Dos mil uno empieza hace cuatro millones de años, en una sabana aplastada por el sol y con un silencio total. Tan total que algunos canales de televisión añaden un subtítulo advirtiendo que “su televisor no está dañado, esta película es así.” Cuando al cabo de unos minutos llega el sonido, no son palabras: son gruñidos. Pacíficos homínidos pueblan una Tierra desolada, tocan deslumbrados un monolito azabache, macizo y opaco y, al poco, uno de ellos asesina a un semejante. Los antropoides veneran el monolito y aprenden de él a transformar un hueso en herramienta y luego en arma homicida.
El personaje más importante de la película es la computadora HAL 9000, que en un evidente proceso de humanización empieza a asesinar a los astronautas de la tripulación. Su objetivo: salvarse de la desconexión que planean para ella los astronautas tras percatarse de que presenta tics humanos.
En la escena en que la supercomputadora HAL espía a los astronautas Bowman y Poole leyéndoles los labios, Kubrik y Clarke plantean que hay un conflicto entre tecnología e intimidad. La historia les ha dado la razón, como muestran las cámaras de vigilancia en las calles, las leyes que permiten revisar el correo electrónico de los empleados y el sistema Carnivore, creado por el FBI para revisar e-mails; la misteriosa red de espionaje electrónico Echelon. Pero además, cualquier operación en la red deja rastro y los “cookies” (galletas) –unos miniarchivos que se instalan en las computadoras al entrar en determinadas web– almacenan la información sobre los lugares que hemos visitado en Internet y luego pueden ser leídas por terceros.
Cuando el astronauta Bowman desconecta a HAL, la supercomputadora expresa miedo a morir y nostalgia por experiencias pasadas. Por ahora esto sólo ocurre en la ciencia ficción: lo más parecido a una computadora con emociones que se ha creado es el perro Aibo, comercializado por Sony, un autómata capaz de mostrar tristeza o alegría.
“No cabe duda de que HAL es factible actualmente. Hemos avanzado mucho por el camino de la inteligencia artificial. Es probable que para el año 2020 existan máquinas por lo menos tan inteligentes como el hombre”, afirma Clarke al Telegraph. “Algunos opinan que no serán capaces de desarrollar una conciencia o un sentido de los valores morales, sin embargo, no estoy tan seguro. Me gusta citar a Marvin Minsky: ‘¿Puede pensar una máquina? Yo soy una máquina y pienso’. ”.

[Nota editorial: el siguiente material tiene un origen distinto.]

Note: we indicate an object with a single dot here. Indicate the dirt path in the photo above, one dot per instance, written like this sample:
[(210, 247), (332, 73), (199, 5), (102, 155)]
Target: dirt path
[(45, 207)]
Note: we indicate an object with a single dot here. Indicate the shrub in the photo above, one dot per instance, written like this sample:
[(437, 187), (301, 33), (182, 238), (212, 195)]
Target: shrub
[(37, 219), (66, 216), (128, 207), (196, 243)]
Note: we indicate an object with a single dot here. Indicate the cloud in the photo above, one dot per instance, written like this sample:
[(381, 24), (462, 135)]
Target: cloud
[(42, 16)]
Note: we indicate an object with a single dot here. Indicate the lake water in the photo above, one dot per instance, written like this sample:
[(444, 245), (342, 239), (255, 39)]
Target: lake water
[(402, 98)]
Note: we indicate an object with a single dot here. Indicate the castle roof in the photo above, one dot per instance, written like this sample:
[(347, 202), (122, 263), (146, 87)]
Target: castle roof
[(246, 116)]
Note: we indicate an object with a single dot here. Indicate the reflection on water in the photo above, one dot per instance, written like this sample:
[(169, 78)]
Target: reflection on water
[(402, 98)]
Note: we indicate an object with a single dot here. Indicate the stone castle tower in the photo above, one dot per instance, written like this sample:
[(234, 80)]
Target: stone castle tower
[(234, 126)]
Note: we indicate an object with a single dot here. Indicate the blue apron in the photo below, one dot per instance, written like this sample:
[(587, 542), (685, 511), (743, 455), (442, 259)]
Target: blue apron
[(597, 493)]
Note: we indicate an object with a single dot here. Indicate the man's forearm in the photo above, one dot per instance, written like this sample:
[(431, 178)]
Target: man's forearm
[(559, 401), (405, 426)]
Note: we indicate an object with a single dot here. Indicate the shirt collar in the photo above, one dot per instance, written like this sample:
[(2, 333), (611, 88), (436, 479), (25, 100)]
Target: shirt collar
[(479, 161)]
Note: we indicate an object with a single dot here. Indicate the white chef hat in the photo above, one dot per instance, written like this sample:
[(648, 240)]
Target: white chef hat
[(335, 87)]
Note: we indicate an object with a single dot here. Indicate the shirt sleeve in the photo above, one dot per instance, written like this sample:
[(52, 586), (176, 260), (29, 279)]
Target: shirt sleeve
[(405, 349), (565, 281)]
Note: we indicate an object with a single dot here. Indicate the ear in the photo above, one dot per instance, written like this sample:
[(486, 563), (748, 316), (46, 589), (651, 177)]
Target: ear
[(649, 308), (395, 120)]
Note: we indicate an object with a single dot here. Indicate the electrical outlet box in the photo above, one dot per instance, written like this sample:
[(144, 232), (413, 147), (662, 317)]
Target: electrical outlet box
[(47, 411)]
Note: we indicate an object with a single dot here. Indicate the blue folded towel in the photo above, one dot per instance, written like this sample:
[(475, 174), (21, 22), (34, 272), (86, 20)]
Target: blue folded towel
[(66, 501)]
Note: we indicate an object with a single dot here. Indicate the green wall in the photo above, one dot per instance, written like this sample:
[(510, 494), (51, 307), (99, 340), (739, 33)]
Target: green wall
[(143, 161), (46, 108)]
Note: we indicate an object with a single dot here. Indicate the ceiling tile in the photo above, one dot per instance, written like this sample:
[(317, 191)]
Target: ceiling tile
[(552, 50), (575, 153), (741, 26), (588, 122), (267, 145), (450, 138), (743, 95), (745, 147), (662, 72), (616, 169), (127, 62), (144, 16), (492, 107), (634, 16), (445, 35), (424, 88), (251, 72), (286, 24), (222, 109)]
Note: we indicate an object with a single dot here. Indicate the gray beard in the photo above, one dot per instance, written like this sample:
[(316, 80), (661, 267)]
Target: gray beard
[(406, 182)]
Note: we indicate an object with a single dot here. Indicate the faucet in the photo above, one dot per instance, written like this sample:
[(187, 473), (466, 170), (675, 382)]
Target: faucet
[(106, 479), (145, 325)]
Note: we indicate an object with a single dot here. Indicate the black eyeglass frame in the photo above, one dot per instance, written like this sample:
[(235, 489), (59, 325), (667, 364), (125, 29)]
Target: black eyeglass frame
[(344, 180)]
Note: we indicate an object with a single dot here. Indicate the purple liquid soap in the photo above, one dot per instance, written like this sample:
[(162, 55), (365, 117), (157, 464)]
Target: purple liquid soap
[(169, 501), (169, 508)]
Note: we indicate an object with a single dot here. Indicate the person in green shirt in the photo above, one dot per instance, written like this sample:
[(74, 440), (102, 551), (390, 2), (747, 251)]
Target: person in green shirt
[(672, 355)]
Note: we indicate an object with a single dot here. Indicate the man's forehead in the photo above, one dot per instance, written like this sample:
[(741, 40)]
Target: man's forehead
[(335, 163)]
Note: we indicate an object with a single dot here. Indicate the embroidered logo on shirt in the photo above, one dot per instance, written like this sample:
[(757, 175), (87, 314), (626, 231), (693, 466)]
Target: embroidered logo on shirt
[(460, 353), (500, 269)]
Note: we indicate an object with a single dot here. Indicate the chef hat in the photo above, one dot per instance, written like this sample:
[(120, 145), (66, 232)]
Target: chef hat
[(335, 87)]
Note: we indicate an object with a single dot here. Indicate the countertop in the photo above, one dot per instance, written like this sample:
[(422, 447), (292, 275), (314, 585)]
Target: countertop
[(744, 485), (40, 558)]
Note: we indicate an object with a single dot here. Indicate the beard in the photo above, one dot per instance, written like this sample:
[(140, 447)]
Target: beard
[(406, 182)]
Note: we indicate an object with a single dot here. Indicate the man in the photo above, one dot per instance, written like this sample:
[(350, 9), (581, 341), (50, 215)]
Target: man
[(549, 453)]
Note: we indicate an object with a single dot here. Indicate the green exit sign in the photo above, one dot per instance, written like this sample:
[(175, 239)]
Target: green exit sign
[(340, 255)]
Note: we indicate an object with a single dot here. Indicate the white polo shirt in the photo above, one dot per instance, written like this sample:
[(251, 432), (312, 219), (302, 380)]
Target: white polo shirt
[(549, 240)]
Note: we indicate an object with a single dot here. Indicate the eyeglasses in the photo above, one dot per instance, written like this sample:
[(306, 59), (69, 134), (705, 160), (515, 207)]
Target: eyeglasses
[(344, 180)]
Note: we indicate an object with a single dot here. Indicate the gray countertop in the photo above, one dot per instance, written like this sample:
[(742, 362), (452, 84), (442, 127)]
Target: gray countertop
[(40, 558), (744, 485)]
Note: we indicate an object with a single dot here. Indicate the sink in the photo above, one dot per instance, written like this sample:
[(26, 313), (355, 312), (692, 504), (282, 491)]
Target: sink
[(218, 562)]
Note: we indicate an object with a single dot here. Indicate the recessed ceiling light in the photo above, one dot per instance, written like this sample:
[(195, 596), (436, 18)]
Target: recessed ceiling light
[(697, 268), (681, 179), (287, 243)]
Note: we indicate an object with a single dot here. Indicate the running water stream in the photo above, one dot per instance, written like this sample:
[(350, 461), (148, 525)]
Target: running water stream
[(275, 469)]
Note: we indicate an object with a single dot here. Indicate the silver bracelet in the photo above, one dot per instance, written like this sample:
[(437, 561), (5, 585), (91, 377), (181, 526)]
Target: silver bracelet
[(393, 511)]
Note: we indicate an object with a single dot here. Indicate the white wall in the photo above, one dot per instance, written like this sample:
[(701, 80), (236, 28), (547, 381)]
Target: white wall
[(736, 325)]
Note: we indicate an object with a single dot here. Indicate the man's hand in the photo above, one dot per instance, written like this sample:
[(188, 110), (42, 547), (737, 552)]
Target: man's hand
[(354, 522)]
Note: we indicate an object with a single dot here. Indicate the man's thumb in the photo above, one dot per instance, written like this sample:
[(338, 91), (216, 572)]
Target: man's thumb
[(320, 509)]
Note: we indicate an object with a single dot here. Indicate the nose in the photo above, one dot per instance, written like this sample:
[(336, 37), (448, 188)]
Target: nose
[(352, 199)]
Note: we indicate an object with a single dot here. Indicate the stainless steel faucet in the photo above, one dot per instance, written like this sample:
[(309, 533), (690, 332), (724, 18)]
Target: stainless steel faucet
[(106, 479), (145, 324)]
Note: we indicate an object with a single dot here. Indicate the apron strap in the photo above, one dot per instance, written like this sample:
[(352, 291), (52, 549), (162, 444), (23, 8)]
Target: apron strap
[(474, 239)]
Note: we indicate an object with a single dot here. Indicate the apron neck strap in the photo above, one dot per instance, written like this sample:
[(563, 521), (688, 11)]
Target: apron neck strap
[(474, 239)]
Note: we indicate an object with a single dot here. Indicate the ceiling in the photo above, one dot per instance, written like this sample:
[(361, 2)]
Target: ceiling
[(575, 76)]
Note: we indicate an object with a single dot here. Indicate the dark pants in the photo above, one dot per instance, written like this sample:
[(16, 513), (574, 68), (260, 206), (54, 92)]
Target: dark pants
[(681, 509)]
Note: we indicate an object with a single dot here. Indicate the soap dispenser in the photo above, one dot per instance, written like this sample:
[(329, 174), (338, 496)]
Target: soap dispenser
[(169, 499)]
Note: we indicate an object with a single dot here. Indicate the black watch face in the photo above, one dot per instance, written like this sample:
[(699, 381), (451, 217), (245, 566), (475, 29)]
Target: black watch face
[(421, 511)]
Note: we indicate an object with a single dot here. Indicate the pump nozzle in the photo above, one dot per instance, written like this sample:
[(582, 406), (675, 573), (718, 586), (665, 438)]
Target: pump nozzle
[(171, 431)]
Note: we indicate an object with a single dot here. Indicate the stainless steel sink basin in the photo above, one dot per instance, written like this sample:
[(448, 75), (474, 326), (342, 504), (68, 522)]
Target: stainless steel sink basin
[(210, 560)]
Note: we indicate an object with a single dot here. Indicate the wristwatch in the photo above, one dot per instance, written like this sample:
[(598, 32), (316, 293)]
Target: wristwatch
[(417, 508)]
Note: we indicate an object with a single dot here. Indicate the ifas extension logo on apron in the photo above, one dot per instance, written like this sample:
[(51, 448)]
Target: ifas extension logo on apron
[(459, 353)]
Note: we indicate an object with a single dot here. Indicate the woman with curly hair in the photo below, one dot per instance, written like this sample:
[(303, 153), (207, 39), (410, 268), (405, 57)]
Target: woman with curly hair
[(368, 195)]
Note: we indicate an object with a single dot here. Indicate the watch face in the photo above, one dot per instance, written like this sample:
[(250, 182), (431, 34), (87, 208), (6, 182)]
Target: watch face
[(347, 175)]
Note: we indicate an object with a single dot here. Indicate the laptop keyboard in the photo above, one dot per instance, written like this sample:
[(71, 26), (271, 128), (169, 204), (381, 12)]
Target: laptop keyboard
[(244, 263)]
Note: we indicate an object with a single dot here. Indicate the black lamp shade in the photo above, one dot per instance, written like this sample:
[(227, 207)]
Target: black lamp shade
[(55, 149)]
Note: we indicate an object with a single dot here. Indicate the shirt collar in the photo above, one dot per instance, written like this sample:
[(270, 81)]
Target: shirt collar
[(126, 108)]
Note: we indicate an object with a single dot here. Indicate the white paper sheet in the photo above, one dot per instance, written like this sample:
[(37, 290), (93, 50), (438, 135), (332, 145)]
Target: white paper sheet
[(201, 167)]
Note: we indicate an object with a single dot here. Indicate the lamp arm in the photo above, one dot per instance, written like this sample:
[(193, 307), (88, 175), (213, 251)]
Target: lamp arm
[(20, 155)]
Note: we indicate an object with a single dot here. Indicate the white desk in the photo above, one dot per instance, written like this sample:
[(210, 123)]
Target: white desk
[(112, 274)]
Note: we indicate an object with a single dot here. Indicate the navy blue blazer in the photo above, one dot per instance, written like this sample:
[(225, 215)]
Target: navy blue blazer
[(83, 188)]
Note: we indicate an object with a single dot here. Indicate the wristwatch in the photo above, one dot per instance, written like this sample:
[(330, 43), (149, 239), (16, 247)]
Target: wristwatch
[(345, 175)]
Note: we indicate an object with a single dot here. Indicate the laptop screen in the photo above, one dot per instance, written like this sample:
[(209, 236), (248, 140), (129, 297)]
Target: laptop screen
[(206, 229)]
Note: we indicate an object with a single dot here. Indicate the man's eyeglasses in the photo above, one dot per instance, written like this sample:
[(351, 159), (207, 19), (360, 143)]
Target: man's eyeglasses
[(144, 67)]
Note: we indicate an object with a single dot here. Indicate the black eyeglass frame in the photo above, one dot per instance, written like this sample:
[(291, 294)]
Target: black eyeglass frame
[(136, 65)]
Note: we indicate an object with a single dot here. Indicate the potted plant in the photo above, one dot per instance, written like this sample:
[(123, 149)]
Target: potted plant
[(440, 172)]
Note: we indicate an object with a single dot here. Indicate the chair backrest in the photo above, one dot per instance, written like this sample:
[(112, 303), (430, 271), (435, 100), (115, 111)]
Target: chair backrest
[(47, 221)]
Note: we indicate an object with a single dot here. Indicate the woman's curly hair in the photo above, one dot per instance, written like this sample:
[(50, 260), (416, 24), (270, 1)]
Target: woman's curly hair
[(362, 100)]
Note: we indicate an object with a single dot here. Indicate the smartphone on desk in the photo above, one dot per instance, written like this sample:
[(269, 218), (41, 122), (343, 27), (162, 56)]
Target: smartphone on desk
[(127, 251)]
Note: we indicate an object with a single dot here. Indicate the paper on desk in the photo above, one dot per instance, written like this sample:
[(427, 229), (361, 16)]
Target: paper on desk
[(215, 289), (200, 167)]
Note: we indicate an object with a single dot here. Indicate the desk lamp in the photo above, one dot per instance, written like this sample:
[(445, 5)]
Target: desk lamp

El duelo entre el hombre y la máquina fue planteado por Clarke con la metáfora de un partido de ajedrez. Ganó la máquina anticipándose a lo que pasaría muchos años después, en 1997, cuando Deep Blue –un HAL de bolsillo–se impuso al campeón Gary Kasparov. En la primera tanda de partidas, celebradas en 1996, Kasparov venció a la máquina con una cualidad que no tenía la máquina: la astucia. La portentosa capacidad de Deep Blue, que podía calcular hasta 200 millones de jugadas por segundo, quedó derrotada por la de un cerebro humano que apenas pasa de las tres jugadas por segundo. “Sólo con fuerza de cálculo bruta, la máquina no podrá ganar nunca al hombre”, dijeron algunos expertos; “la máquina no es intuitiva, no tiene sexto sentido”, dijeron otros. Un año después todos estos argumentos se desmoronaron.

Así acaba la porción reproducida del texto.